Conséquences d'un système par capitalisation

Séisme sur les retraites
en Argentine et au Chili
Adossés aux Bourses, les fonds de pension sont censés garantir une
retraite décente aux personnes âgées - bien plus sûrement que les
systèmes par répartition, majoritaires dans les pays de la « vieille
Europe ». Résultat ? Aux Etats-Unis, au Royaume-Uni, au Chili ou en
Argentine, les pensions ont suivi la chute des actions. La France a pu
y échapper en grande partie. Pour combien de temps ?

Par Manuel Riesco
Très vives réactions en Argentine après l'adoption, à une écrasante
majorité du Parlement, de la loi de nationalisation des retraites
proposée par le gouvernement de Mme Cristina Fernández, le 7 novembre
2008 (1). Certains sont pourtant allés jusqu'à parler de spoliation.
La mesure a même provoqué une fuite des capitaux, de fortes baisses
des Bourses de Buenos Aires et de... Madrid, très préoccupée par le
sort des entreprises espagnoles ayant une participation dans les
organismes privés de gestion de l'épargne-retraite, les
Administradoras de Fondos de Jubilaciones y Pensiones (AFJP).

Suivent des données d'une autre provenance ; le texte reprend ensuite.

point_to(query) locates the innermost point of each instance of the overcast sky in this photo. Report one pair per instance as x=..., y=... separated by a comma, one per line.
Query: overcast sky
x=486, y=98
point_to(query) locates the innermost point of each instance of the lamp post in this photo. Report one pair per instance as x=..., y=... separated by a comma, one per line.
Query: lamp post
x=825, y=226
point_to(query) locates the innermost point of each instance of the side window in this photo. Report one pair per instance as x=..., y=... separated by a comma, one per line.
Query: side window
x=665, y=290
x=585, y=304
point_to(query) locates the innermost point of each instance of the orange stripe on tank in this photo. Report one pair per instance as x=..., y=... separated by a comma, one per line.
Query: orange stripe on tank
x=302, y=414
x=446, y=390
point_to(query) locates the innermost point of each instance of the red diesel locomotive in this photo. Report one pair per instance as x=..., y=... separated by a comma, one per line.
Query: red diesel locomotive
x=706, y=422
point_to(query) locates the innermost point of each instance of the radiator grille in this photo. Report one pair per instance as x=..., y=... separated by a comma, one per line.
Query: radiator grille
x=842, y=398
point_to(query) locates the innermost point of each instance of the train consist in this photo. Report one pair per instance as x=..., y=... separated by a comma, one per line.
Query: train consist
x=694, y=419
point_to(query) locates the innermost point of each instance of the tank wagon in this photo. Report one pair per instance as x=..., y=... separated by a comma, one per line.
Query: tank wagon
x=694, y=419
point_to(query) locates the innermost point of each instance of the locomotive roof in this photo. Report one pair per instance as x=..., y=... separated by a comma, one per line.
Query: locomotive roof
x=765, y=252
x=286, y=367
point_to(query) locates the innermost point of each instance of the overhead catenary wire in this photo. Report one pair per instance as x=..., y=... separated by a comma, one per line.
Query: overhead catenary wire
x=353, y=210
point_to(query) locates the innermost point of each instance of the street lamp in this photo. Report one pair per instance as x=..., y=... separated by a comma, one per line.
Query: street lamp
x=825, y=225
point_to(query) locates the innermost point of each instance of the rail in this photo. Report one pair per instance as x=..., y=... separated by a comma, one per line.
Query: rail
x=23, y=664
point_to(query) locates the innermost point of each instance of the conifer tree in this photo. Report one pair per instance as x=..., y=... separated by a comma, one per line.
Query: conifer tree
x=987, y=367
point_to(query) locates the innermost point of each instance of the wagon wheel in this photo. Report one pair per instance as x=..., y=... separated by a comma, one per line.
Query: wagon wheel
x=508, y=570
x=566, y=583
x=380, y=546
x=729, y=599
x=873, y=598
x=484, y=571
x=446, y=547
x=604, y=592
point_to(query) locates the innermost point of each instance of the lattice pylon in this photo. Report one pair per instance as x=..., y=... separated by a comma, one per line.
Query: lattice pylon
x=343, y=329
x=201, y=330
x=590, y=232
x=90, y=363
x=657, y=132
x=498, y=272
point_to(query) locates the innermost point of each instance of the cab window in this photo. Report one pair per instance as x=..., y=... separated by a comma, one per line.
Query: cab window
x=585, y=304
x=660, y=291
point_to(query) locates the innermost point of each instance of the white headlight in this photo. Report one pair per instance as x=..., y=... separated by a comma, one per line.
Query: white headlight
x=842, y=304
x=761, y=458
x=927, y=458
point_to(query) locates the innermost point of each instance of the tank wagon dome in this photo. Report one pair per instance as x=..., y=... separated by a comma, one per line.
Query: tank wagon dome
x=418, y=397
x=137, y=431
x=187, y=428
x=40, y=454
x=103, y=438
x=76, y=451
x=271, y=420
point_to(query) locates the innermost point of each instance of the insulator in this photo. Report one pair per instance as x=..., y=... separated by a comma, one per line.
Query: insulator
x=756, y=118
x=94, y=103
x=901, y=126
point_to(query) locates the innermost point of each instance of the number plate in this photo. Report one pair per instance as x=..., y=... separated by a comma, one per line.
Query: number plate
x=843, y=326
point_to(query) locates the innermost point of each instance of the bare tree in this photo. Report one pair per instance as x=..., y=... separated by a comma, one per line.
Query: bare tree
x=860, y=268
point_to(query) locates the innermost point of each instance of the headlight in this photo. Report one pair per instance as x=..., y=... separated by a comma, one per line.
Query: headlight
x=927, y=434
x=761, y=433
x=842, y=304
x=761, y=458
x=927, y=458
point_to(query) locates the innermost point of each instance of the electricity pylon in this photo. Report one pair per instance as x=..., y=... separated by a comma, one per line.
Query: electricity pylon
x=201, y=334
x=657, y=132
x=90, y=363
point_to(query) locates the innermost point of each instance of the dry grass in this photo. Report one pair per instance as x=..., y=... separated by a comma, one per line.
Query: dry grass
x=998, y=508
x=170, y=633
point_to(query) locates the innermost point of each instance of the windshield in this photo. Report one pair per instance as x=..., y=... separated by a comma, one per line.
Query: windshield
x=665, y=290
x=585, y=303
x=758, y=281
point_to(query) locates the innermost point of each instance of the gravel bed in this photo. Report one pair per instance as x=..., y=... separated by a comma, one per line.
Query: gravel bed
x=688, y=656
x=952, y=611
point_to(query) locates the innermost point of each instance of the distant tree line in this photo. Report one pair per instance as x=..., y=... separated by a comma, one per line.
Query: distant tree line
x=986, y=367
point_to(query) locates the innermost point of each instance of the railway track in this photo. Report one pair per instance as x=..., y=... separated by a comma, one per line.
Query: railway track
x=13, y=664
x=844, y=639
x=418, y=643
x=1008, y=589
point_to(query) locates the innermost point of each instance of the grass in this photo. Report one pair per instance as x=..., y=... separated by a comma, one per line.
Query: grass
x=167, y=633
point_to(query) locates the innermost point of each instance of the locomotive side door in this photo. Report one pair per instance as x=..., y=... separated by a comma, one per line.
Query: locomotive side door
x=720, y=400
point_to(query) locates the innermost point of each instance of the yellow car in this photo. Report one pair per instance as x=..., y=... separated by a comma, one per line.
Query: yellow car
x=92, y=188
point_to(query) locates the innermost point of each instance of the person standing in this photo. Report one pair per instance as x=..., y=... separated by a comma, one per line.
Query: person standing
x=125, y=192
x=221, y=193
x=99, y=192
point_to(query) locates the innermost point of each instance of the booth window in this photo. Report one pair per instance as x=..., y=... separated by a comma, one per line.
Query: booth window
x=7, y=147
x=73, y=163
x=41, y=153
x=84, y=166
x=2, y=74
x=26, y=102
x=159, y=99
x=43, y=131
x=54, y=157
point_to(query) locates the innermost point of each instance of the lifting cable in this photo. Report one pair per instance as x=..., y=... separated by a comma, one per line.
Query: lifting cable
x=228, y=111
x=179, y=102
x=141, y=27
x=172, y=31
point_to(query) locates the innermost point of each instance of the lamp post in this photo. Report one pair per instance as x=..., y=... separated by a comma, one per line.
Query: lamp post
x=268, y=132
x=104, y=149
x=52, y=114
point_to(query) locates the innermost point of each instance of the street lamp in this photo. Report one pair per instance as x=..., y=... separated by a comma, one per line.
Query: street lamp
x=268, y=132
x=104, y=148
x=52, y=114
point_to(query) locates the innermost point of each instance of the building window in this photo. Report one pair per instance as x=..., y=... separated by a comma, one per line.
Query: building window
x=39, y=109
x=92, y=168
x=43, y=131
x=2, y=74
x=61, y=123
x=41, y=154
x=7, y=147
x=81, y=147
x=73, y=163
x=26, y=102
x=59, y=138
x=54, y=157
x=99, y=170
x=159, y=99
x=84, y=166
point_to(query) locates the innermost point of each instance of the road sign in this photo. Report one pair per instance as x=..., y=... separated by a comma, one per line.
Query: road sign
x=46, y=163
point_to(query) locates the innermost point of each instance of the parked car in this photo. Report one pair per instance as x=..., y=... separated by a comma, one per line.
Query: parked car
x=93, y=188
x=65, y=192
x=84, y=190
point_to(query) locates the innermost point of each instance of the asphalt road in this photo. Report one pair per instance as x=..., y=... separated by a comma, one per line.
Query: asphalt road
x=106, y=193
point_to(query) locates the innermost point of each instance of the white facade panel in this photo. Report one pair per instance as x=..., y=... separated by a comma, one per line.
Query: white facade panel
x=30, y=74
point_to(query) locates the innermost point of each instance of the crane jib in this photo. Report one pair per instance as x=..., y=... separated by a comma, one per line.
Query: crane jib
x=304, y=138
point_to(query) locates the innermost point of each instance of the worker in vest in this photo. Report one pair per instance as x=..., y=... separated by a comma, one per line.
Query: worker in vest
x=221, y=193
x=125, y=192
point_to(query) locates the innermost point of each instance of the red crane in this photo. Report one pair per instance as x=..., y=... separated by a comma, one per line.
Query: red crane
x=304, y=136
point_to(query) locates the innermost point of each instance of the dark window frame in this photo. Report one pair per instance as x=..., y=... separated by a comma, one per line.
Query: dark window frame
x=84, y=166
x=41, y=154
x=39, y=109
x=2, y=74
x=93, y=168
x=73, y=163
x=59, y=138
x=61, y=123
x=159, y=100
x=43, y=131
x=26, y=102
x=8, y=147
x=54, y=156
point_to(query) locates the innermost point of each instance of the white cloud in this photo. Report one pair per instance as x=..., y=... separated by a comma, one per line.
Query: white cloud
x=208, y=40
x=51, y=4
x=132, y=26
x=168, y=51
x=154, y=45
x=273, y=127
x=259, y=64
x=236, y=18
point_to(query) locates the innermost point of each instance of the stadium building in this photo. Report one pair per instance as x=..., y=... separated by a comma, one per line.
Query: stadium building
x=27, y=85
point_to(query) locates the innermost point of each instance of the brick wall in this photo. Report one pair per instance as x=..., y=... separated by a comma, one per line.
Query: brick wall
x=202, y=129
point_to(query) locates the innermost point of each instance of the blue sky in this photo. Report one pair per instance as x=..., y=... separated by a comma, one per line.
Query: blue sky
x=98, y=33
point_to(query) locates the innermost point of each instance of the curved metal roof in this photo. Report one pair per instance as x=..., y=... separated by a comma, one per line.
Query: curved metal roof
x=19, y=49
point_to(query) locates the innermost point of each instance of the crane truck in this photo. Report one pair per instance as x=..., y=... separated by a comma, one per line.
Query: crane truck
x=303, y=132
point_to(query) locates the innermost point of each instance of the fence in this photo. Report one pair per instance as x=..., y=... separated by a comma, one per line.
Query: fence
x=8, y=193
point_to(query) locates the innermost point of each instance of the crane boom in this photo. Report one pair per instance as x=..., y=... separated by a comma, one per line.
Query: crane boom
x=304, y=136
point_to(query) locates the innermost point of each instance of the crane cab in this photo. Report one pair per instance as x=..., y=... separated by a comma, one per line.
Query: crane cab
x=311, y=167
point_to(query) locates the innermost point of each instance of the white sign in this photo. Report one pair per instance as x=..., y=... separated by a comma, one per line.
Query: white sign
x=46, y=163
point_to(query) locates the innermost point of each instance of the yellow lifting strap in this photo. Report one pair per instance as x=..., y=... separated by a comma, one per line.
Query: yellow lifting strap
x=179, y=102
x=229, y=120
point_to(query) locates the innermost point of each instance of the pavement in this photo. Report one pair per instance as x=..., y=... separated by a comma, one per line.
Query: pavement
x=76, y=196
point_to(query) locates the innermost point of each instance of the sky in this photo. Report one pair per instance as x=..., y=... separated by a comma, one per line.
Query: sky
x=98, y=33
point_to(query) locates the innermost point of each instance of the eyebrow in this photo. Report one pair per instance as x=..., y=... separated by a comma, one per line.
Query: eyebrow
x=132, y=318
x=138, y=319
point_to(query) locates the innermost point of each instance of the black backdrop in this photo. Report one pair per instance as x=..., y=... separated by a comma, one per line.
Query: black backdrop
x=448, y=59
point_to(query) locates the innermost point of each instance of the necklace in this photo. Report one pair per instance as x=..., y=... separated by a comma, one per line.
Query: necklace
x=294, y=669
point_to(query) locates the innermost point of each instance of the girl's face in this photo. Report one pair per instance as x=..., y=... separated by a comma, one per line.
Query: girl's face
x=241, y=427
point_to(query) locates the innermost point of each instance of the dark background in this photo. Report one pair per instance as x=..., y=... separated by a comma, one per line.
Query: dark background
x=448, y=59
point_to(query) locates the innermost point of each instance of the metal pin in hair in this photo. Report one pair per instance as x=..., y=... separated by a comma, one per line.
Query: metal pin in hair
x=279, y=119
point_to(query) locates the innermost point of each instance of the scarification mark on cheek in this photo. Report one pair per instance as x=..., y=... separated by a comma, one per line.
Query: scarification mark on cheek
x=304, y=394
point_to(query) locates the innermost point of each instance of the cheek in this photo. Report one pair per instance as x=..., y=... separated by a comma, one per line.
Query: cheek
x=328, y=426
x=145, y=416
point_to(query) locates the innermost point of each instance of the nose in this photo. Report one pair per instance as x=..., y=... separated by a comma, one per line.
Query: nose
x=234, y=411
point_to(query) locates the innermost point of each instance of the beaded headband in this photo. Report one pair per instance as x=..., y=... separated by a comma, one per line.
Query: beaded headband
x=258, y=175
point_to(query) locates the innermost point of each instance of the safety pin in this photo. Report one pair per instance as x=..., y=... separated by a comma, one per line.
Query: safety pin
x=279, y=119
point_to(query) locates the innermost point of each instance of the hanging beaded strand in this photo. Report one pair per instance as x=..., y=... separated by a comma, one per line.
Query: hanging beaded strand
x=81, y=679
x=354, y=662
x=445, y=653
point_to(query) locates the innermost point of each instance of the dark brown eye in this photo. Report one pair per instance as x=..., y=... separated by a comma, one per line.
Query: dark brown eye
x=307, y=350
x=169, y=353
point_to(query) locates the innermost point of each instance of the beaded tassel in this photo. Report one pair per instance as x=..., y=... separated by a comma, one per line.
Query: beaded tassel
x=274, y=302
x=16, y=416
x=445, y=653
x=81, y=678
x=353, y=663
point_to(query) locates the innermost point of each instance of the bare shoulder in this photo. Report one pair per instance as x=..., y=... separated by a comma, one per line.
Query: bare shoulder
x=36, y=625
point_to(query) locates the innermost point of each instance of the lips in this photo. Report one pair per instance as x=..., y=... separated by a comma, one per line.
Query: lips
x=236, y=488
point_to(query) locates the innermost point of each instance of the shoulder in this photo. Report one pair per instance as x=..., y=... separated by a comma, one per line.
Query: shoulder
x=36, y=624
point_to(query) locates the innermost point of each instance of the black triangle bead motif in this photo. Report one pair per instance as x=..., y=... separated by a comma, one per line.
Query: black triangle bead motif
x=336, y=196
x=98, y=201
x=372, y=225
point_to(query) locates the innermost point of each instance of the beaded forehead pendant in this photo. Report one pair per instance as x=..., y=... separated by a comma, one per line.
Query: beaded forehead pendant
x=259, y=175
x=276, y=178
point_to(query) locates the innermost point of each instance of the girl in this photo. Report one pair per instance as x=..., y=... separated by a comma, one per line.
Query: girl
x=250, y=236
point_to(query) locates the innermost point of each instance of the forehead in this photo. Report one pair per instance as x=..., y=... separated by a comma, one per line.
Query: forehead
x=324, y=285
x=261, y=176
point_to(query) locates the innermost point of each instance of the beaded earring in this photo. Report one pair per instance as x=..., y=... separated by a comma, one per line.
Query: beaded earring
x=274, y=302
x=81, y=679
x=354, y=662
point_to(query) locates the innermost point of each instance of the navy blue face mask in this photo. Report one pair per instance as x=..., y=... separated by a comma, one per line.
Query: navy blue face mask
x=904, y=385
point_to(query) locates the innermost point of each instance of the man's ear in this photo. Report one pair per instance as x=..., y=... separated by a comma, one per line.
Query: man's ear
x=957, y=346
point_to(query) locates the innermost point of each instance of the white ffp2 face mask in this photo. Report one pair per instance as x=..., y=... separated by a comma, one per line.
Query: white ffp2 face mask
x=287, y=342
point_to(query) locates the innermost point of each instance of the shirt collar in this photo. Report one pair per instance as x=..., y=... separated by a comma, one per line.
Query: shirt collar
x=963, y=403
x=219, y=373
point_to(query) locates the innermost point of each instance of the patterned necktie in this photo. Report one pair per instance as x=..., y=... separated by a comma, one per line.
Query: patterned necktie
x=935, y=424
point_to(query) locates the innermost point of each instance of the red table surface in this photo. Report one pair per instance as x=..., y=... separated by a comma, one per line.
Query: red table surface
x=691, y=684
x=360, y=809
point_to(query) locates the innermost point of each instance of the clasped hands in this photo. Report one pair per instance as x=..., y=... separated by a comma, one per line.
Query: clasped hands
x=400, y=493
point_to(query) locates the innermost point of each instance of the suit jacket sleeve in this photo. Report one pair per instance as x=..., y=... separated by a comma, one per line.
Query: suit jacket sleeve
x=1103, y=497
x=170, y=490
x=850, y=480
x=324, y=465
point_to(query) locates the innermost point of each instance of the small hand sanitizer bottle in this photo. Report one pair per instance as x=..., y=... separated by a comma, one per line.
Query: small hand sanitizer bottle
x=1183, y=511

En Argentine même, les opposants à cette mesure accusent le
gouvernement de vouloir faire main basse sur les quelque 28 milliards
de dollars détenus par les AFJP, pour les utiliser à sa guise et faire
face à d'importants problèmes financiers (en particulier, les
prochaines échéances liées à la dette extérieure). Pourtant, la loi
établit que cet argent ne pourra être utilisé que pour le paiement des
retraites et que son administration sera soumise à la supervision
d'une commission bicamérale et à un conseil composé de chefs
d'entreprise, de travailleurs, de retraités, de fonctionnaires, de
banquiers et d'élus.

Cette réforme clôt le chapitre de la privatisation ouvert il y a
quatorze ans et met un terme à la suprématie des AFJP. L'Etat se
propose de répondre aux attentes des détenteurs de plans d'épargne par
capitalisation et de remplir la mission d'intérêt général que les
fonds de pension privés n'ont pu mener à bien : garantir à l'ensemble
des Argentins une retraite d'un montant décent.

Imposé de façon autoritaire
par le général Augusto Pinochet
Dans le cadre des AFJP (neuf millions et demi d'affiliés), les fonds
de pension privés offraient deux possibilités : le transfert des fonds
vers une compagnie d'assurance afin d'assurer une rente à vie, ou le
retrait graduel des fonds jusqu'à épuisement. Par crainte de se
trouver un jour sans ressources, la plupart des épargnants ont opté
pour la première solution.

Ces pensions, dont le montant était défini selon des critères retenus
au moment de la souscription du contrat initial, obéissaient à
plusieurs facteurs variables, tels le capital investi, les intérêts
accumulés ou l'espérance de vie. Au moment du départ en retraite,
elles étaient rarement conformes aux prévisions de départ et se
révélaient dans la plupart des cas insuffisantes, voire misérables.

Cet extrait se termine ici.